Makalenin bir başka dikkat çeken yönü ise İmamoğlu için kullanılan ifadelerdi. "Seçildiğinden bu yana Haliç’i temizlemeye çalıştı ve çocuklara süt dağıttı" gibi detaylar, bir cumhurbaşkanı adayı tarifi yapılırken öne çıkarıldı. Ancak, daha önce Erdoğan'ın gerçekleştirdiği projelerin İmamoğlu'nun hanesine "etkileyici sicil" olarak yazılması, tartışma yarattı.

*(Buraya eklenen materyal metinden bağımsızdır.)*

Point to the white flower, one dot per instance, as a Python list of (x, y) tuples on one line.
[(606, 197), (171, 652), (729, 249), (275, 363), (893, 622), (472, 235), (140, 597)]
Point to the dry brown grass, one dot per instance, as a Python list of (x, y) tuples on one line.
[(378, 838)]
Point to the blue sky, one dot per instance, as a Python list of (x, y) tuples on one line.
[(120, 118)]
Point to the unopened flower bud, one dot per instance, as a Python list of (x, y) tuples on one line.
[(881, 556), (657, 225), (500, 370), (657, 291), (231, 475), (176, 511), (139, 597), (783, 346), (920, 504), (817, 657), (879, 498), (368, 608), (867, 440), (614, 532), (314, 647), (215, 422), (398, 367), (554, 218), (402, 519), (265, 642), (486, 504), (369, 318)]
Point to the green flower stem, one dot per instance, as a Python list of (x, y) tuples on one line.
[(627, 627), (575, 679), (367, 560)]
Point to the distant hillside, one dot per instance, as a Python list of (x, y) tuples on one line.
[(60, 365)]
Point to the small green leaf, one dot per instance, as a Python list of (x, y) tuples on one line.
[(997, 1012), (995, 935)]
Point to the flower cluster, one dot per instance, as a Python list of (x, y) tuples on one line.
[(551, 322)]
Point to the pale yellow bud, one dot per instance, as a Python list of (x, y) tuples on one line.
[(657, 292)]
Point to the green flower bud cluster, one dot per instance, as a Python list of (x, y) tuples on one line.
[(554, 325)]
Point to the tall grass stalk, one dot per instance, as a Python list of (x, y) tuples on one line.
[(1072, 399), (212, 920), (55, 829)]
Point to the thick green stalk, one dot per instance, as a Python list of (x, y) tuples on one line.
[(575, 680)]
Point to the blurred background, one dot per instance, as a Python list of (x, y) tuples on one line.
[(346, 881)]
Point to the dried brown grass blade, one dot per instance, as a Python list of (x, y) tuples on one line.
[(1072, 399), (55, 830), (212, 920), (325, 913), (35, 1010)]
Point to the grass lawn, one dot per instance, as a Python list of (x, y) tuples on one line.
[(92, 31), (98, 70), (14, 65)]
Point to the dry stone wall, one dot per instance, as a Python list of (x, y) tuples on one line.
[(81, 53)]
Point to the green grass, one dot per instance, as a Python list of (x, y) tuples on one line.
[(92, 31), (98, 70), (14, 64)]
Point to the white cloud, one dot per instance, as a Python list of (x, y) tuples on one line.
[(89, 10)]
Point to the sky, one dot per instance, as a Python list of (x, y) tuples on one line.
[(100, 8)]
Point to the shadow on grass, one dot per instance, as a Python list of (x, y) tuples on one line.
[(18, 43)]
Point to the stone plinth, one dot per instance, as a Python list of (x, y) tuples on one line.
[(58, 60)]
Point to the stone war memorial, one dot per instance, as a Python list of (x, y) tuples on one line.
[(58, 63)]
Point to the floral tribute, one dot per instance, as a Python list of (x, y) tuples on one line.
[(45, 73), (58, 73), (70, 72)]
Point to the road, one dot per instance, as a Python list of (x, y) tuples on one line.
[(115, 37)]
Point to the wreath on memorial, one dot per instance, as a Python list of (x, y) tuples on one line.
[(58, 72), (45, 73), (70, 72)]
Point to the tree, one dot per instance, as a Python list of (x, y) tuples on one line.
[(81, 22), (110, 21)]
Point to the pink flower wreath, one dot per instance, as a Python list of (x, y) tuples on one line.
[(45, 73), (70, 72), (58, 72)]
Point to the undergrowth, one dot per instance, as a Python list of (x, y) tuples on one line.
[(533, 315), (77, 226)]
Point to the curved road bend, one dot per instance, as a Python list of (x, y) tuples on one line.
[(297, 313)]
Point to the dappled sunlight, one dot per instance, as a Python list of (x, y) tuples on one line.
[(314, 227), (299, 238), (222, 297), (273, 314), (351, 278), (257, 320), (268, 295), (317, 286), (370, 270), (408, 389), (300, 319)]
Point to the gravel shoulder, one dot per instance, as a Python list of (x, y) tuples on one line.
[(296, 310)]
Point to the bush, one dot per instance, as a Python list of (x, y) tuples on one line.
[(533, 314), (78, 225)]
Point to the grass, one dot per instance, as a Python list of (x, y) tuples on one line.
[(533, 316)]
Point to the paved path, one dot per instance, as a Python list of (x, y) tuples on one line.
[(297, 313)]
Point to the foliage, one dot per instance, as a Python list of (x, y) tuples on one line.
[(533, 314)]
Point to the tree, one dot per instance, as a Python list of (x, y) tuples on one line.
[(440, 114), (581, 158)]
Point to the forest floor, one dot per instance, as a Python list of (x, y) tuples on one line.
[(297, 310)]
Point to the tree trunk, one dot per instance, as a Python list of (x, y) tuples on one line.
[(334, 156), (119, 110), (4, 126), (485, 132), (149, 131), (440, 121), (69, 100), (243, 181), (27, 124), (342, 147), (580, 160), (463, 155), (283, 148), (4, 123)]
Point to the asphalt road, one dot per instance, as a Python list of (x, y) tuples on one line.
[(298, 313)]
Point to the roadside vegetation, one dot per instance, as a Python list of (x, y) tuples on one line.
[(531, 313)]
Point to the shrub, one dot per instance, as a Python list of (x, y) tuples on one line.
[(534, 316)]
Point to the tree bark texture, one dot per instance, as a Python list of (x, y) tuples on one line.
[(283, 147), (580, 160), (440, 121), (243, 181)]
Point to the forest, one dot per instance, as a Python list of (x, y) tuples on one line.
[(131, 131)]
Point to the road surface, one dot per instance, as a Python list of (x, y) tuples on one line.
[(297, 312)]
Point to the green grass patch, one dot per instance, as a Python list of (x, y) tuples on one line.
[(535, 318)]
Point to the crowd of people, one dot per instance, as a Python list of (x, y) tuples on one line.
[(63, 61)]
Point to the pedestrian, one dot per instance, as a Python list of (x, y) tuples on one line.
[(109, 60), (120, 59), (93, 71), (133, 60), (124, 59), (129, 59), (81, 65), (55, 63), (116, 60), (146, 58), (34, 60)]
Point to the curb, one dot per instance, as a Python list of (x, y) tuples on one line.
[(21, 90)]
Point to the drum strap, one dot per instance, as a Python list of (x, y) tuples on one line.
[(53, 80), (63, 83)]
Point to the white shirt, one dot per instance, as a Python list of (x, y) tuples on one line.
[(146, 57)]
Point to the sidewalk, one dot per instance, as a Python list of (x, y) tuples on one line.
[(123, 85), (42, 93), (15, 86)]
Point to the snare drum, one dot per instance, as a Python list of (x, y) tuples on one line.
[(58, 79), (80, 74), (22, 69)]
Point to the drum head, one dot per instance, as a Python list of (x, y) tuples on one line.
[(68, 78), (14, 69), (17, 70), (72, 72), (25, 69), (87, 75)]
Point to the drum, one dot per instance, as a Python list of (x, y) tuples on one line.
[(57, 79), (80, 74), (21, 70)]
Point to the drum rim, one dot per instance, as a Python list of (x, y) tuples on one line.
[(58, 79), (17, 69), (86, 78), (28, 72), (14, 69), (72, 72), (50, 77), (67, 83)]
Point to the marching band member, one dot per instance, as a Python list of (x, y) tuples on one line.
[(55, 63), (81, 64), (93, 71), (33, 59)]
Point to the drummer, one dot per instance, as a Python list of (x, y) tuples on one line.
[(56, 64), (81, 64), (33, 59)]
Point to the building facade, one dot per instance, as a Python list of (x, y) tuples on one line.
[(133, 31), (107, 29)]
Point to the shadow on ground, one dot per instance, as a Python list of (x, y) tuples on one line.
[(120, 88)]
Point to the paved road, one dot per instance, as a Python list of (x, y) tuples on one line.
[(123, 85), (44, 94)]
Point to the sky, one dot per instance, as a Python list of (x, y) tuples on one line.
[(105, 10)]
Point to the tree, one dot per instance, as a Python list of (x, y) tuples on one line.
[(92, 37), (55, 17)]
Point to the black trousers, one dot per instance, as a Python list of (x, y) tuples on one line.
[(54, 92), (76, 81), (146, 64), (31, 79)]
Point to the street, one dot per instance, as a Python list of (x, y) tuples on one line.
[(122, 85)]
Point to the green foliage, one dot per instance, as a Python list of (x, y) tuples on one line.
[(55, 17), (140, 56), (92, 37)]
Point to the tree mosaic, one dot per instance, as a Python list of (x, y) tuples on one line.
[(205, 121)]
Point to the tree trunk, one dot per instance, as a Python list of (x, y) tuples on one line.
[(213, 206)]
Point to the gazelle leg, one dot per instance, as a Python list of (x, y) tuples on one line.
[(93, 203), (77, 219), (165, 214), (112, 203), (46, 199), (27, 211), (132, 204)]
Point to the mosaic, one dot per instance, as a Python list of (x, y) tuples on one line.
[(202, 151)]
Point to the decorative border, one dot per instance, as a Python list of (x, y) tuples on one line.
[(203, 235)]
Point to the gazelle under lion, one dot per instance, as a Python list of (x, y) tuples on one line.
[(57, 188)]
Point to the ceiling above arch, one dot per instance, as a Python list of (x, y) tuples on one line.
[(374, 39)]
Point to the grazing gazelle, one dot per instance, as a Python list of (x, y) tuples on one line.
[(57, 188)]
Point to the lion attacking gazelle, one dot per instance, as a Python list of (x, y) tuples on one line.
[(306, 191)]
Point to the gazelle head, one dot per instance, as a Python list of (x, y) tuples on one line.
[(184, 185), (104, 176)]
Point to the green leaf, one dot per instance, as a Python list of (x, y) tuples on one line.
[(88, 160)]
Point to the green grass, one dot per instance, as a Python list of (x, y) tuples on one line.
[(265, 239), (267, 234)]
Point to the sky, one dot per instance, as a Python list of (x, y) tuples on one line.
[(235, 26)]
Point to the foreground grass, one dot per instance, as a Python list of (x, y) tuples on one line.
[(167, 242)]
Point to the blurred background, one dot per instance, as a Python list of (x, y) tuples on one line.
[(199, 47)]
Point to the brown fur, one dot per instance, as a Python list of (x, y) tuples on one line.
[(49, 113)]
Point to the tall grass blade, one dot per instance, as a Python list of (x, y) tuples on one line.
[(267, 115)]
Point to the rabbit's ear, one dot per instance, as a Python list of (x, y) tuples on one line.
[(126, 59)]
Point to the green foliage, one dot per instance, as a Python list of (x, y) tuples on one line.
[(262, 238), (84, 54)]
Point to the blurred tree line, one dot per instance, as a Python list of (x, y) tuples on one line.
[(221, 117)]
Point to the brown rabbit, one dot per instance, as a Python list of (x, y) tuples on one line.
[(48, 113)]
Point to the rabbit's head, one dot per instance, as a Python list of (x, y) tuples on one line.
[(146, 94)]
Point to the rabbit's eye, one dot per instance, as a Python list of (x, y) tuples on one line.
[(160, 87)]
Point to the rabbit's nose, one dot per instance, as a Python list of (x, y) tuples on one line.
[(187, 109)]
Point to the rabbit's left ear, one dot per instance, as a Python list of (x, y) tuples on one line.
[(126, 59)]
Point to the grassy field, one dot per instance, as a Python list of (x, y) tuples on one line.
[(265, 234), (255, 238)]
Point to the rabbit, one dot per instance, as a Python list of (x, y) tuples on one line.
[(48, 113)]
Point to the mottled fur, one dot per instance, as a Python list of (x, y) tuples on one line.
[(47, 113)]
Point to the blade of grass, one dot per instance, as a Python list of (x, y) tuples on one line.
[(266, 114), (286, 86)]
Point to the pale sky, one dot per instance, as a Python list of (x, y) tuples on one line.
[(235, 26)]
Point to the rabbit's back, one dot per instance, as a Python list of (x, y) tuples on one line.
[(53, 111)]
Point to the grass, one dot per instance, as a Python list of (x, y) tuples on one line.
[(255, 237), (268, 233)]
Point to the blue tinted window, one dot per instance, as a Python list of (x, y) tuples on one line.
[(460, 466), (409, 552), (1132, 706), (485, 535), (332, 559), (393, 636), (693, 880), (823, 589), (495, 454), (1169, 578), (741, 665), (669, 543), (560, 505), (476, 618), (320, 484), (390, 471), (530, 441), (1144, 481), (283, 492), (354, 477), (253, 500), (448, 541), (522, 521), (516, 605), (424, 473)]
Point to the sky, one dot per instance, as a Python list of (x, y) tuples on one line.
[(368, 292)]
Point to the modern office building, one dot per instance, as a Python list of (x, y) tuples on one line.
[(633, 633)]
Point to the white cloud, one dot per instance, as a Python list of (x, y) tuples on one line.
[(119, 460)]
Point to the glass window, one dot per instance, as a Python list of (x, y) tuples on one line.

New York Times’ın eski Genel Yayın Yönetmeni Jill Abramson, kaleme aldığı "Gerçeğin Tüccarları" kitabında, gazetenin sık sık meslek etiğini ihlal ettiğini ifade etmişti. Erdoğan'a yönelik bu son makale de, benzer bir etik tartışmayı gündeme taşıdı.
Yayımlanan yazıda yeni bir eleştiri bulunmamakla birlikte, ister hükümeti destekleyin, ister muhalif olun; haber merkeziyle bağı olmayan anonim yazılar üzerinden "Türkiye'ye baskı çağrısı" yapılması kabul edilemez bir yaklaşım olarak değerlendirildi.
Öte yandan, New York Times’ın genel yayın politikası da uzun süredir eleştiri konusu. Ramazan ayında "Cooking" ekinde 'maklube' tarifine yer verilmesi veya Beyoğlu'ndaki PKK saldırısında Türk vatandaşları yerine turistlerin öne çıkarılması gibi örnekler, gazetenin taraflı yaklaşımına örnek gösteriliyor.
Sonuç olarak, Erdoğan’ın ismi üzerinden Türkiye’yi hedef almak ve İsrail dostluğunu cumhurbaşkanlığı için birincil kriter olarak göstermek, geçmişte olduğu gibi bugün de Türkiye kamuoyunda karşılık bulmuyor.